Khun Sovanrith expressed a similar idea in two paintings-one in which children embrace the world under the eternal smile of Bayon-style faces, and the other with the same image covered by a dark blue, black and gray coat of paint, to express the fear of older people about a future that young ones see as bright.

While Duong Saree’s apsara dances on a mythical creature that signifies death and rebirth-painted in a traditional style that may disappear, she said-Say Saret puts his apsara in the middle of industrial development, with a warning that progress must involve traditions and culture.

Finally, Long Sophea painted in “Mystery” a conch shell with Khmer design on silk to express how children must discover values as they learn to make choices.

Most of the 44 paintings in Visions of the Future were created for the exhibition, said Ingrid Muan, co-director of the institute.
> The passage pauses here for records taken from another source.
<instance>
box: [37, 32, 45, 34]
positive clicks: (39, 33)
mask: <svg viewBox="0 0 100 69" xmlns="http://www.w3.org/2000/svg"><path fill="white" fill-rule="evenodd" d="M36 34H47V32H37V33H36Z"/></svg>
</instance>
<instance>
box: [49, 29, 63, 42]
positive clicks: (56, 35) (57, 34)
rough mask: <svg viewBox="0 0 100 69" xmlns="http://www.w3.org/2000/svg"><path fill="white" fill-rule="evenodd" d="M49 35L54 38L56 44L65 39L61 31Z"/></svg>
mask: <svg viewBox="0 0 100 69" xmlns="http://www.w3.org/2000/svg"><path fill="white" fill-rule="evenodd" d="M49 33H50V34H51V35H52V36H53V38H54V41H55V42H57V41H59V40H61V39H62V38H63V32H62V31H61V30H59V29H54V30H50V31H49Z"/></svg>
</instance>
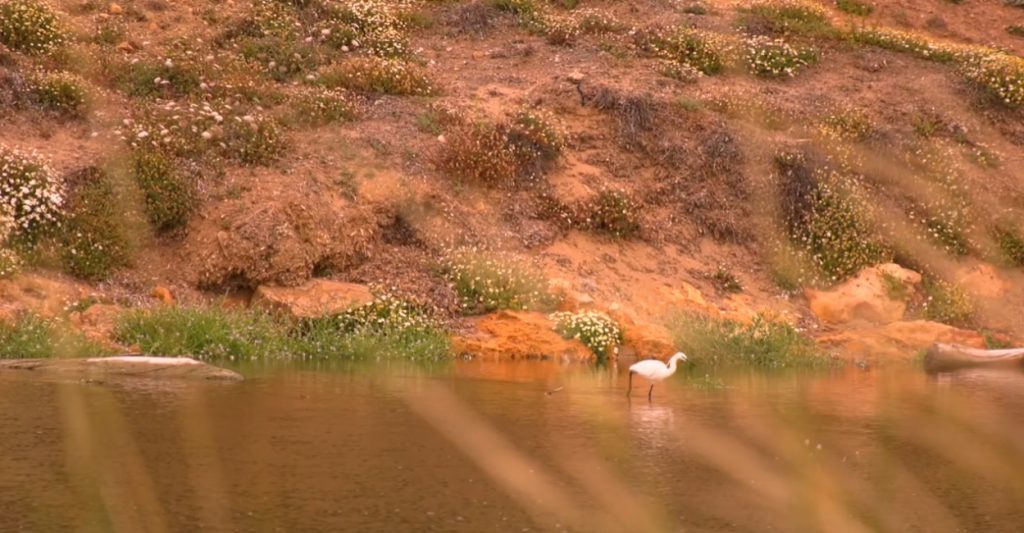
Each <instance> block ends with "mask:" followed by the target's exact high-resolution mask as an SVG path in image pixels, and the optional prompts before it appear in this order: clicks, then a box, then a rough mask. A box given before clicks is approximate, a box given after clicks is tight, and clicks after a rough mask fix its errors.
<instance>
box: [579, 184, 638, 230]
mask: <svg viewBox="0 0 1024 533" xmlns="http://www.w3.org/2000/svg"><path fill="white" fill-rule="evenodd" d="M586 210H587V213H588V214H587V217H586V219H585V224H586V226H587V227H588V228H590V229H592V230H594V231H598V232H601V233H607V234H608V235H611V236H613V237H618V238H626V237H631V236H634V235H636V234H637V233H639V232H640V205H639V204H637V202H636V201H634V199H633V197H632V196H630V195H629V194H627V193H626V192H625V191H622V190H614V189H605V190H602V191H600V192H599V193H598V194H597V196H596V197H595V198H594V199H593V201H592V202H591V203H590V205H589V207H588V208H586Z"/></svg>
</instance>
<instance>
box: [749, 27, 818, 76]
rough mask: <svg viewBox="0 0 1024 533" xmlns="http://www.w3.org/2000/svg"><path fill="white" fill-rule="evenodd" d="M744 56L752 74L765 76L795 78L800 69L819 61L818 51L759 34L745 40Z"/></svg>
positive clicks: (759, 75) (811, 48)
mask: <svg viewBox="0 0 1024 533" xmlns="http://www.w3.org/2000/svg"><path fill="white" fill-rule="evenodd" d="M743 58H744V61H745V63H746V70H748V71H749V72H750V73H751V74H755V75H757V76H761V77H764V78H782V77H787V78H793V77H794V76H796V75H797V73H798V72H799V71H800V70H802V69H804V68H805V66H808V65H810V64H813V63H814V62H815V61H817V52H816V51H815V50H814V49H812V48H806V47H796V46H793V45H791V44H788V43H786V42H785V41H783V40H781V39H772V38H770V37H766V36H760V35H759V36H752V37H749V38H746V40H745V41H744V46H743Z"/></svg>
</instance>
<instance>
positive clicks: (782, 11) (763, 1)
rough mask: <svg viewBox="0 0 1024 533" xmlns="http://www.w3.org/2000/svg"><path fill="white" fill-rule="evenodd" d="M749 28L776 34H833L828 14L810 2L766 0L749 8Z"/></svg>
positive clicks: (762, 1) (758, 3) (760, 2)
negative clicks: (829, 23)
mask: <svg viewBox="0 0 1024 533" xmlns="http://www.w3.org/2000/svg"><path fill="white" fill-rule="evenodd" d="M746 9H748V11H749V13H750V15H751V16H752V18H753V19H752V20H749V21H748V27H758V28H764V29H765V30H767V31H768V32H770V33H774V34H791V33H792V34H807V35H816V34H826V33H829V32H831V30H833V28H831V25H830V24H829V23H828V13H827V11H825V9H824V8H823V7H821V6H820V5H819V4H817V3H814V2H811V1H809V0H765V1H758V2H755V3H753V4H752V5H750V6H749V7H748V8H746Z"/></svg>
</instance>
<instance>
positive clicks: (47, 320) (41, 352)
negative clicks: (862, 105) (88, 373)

Reyum had invited these 21 professionals to choose a theme for an exhibition, she said. “They picked the future.”

Muan hopes the show will inspire other artists to produce work on topics they care about, besides teaching or producing on commission, she said.

The opening of the exhibition will take place on Tuesday, Dec 31, from 5 pm to 8 pm at the Reyum institute gallery, 47 Street 178 in Phnom Penh.

Sponsored by The Albert Kunstadter Family Foundation and the Kasumisou Foundation, the exhibition Visions of the Future will be held through February.